IGS Case History: Big Andy Ridge Project – Lee and Wolfe Counties, Kt USA. (1998-)
One of the smallest scale and earliest documented IGS projects commencing in 1998. This project initially utilized a 350 Mscfd unit in 1998 that was quickly upgraded to a 750 Mscfd unit by late 1998, both of which had an outlet pressure of 150 psi. This is approximately half the capacity of a current membrane nitrogen compression systems.
The configuration of this scheme was similar to a miniaturised version of the large scale Nitrogen EOR schemes of the time with the IG generator centrally located and the IG piped to individual wells using low cost, low pressure poly pipe. Given the low productivity of the wells and low gas injection rates 15 wells were on injection at any given time.

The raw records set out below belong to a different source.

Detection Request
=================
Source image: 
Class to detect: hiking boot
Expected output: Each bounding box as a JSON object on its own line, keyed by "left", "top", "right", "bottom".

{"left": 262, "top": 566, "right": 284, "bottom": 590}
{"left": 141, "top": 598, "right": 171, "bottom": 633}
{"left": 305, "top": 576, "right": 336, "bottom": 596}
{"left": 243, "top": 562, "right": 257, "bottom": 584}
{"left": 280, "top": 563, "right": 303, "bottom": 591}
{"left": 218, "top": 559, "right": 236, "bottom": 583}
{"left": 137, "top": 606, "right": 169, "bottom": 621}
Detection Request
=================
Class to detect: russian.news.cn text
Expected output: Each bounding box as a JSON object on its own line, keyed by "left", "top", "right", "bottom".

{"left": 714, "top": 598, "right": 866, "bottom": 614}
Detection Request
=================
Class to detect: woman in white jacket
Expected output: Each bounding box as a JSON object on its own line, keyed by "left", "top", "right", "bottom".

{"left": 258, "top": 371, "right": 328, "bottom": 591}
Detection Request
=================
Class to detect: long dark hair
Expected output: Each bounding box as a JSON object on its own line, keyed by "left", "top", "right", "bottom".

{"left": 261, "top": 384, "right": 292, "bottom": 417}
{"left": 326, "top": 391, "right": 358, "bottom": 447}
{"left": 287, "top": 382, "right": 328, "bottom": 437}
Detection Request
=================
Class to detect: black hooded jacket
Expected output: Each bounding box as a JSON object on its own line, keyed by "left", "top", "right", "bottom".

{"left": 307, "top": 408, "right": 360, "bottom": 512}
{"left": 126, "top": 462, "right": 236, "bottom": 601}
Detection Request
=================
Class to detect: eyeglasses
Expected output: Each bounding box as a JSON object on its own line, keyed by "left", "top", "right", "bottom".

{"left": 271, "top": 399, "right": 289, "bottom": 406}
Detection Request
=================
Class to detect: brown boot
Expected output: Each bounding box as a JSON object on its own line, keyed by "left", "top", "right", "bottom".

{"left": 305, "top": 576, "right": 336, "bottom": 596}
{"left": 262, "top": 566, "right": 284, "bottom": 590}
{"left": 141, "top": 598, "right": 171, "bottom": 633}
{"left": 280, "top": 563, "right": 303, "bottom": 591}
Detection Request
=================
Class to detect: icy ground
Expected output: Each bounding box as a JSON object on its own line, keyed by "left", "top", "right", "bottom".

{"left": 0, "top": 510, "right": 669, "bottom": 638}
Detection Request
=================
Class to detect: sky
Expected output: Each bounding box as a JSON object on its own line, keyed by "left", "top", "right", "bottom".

Prior to the commencement of IGS EOR the fields were producing approximately 200 BOPD from 400 wells at an average rate of 0.5 BOPD per well from a shallow (1300’) dual porosity fractured reservoir with an average reservoir pressure of 25-50psi.
After commencement of the EOR project production increased from 200 BOPD to over 500 BOPD with only 163 of the 400 wells having been treated. The production metrics show that more incremental oil is produced per unit of gas injected for each incremental cycle due to the ongoing contribution from the previous cycles.
In one lease on the field, the Little Noah lease, there was a 17% increase in efficiency from the second cycle over the first cycle with returns increasing from 1 Bbl per 1.7 Mscf to 1 Bbl per 1.4 Mscf. Overall the incremental cumulative production for the first two years of operation was 115,000 Bbls of oil for 342 Mmscf of IG injection or a return of 1 Bbl per 1.2 Mscf of injection.
Little Noah Lease had seven wells producing less than 7 Bbls per month. After IG EOR the lease was producing on average 250 Bbls of oil per month. The gas usage for the initial IG cycle was 1.7 Mscf per incremental Bbl with this dropping to 1.4 Mscf incremental Bbl in the 2nd cycle due to the cumulative effect of IG cycles.
The Big Andy Ridge Project produced over 115,000 incremental Barrels of Oil in the first two years of operations increasing the production rate from 200 BOPD to over 500 BOPD over a period when production would have declined to less than 150 BOPD without IG EOR. There was no increase in water production over the same period. The EOR project not only increased production and profit but also increased recoverable reserves for the subject fields. The project was economic at the time when the oil price was $25 per Bbl and utilizing sub-optimal equipment.